CAPÍTULO QUINCE

El agua negra del pozo apesta; un dulce perfume terroso que por su fetidez parece que, cuando menos, debiera ser cálido y arropador, pero que, sin embargo, es frío y acre. También siento indicios de olor humano que indican que el vino y la comida vomitados desde lo alto se han mezclado con la orina para crear tonos aromáticos más agrios que acompañen el propio olor terrenal de este agujero.

Aspiro el olor a sangre en mi propia nariz; el sonido resuena alto dentro del cerrado yelmo de metal. Intento levantarme pero me siento paralizado por el frío. Me pregunto cuánto tiempo llevo tirado aquí, golpeando con ruido metálico el yelmo contra la pared cada vez que intento ver la boca del pozo. Luz. Es posible que sea luz lo que veo a través de los agujeros del yelmo. O quizá no. Parpadeo y la vista me da vueltas. Me duele el cuello. Bajo la cabeza y puedo seguir viendo las luces.

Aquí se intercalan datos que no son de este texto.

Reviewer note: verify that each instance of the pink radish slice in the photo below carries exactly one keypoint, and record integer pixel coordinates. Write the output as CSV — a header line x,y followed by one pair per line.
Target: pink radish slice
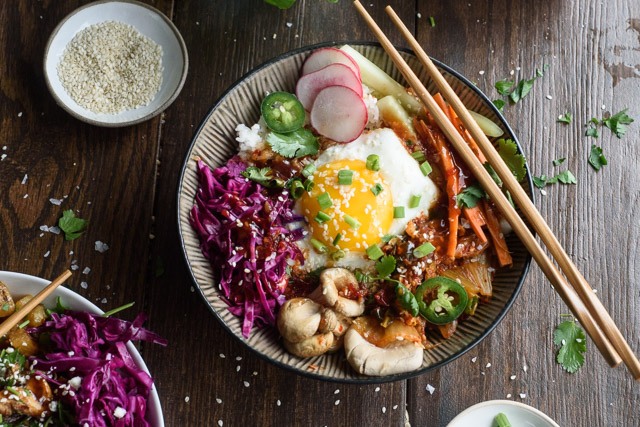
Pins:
x,y
310,85
339,114
327,56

Vuelvo a ver estrellas, de modo que me tiendo en el destripado corazón del castillo, en sus confines trenzados de noche en donde me mantiene encapsulado, infectándome con su cautivadora frialdad, y me siento parte de ese montón de escombros que lo anegan; otra partícula dispersa lanzada primero a los veloces elementos y después al suelo, arrastrada por una corriente, un camino y un lecho que no tengo posibilidad de elegir, ni modo alguno de abandonar.

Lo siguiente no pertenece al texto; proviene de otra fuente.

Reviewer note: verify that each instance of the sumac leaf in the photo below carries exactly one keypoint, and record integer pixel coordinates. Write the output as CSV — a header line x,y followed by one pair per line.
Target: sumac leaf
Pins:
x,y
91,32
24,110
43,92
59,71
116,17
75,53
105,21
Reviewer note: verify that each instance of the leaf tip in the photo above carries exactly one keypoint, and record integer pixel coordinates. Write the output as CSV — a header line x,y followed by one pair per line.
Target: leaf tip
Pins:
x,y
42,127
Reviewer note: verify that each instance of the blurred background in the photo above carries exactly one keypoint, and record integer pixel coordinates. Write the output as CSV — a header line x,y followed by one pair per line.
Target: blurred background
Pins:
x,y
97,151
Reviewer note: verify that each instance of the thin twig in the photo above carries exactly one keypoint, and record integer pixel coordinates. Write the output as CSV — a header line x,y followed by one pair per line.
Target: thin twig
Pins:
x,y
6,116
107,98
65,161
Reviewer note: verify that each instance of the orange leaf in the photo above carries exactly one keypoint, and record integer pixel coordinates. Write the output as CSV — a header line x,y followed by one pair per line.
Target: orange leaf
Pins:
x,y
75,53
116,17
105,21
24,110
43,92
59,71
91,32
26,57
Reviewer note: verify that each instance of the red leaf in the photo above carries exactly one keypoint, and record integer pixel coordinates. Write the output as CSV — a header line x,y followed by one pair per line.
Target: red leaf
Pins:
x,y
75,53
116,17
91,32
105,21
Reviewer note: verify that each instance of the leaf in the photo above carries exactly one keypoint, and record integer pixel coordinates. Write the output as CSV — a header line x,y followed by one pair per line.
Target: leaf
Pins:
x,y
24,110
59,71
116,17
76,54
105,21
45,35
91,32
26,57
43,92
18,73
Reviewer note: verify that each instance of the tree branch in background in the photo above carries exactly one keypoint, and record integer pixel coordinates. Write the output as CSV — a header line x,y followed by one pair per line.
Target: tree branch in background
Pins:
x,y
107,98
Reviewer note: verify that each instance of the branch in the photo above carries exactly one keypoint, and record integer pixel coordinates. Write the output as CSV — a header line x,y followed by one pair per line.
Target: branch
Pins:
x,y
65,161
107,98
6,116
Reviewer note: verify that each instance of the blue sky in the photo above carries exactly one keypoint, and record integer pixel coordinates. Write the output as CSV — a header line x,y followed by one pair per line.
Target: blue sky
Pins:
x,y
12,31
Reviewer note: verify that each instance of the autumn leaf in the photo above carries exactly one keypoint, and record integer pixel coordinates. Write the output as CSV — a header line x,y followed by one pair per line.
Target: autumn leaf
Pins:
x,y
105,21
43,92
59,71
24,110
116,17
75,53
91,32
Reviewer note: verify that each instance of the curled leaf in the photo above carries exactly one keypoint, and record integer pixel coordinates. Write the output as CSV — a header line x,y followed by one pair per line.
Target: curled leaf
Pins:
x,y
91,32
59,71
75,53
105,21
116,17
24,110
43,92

Pienso: soy células; nada más. Mi presente ensamblaje —huesos, carne y sangre— es más complejo que el de la mayoría de los conglomerados que pueden hallarse sobre la tosca superficie de la tierra, y la armonía que mantiene ese plasma mío cohesionado de sentido puede ser mayor que el que otros animales pueden llegar a conseguir, pero el principio es el mismo, y lo único que hace nuestro superior discernimiento es permitirnos llegar a conocer con más plenitud la verdad de nuestra propia insignificancia. Mi cuerpo, todo mi deslumbrado ser, parece simplemente un montón de hojas otoñales, aventadas y amontonadas por rachas de viento y atrapadas, acorraladas por el azar de una geografía sumisa en un flujo determinado. ¿Qué mayor importancia ostenta mi ser que un ocasional montón de hojas, ese conjunto de células, colectivamente muertas o moribundas? ¿Cuánto más significa cualquiera de nosotros?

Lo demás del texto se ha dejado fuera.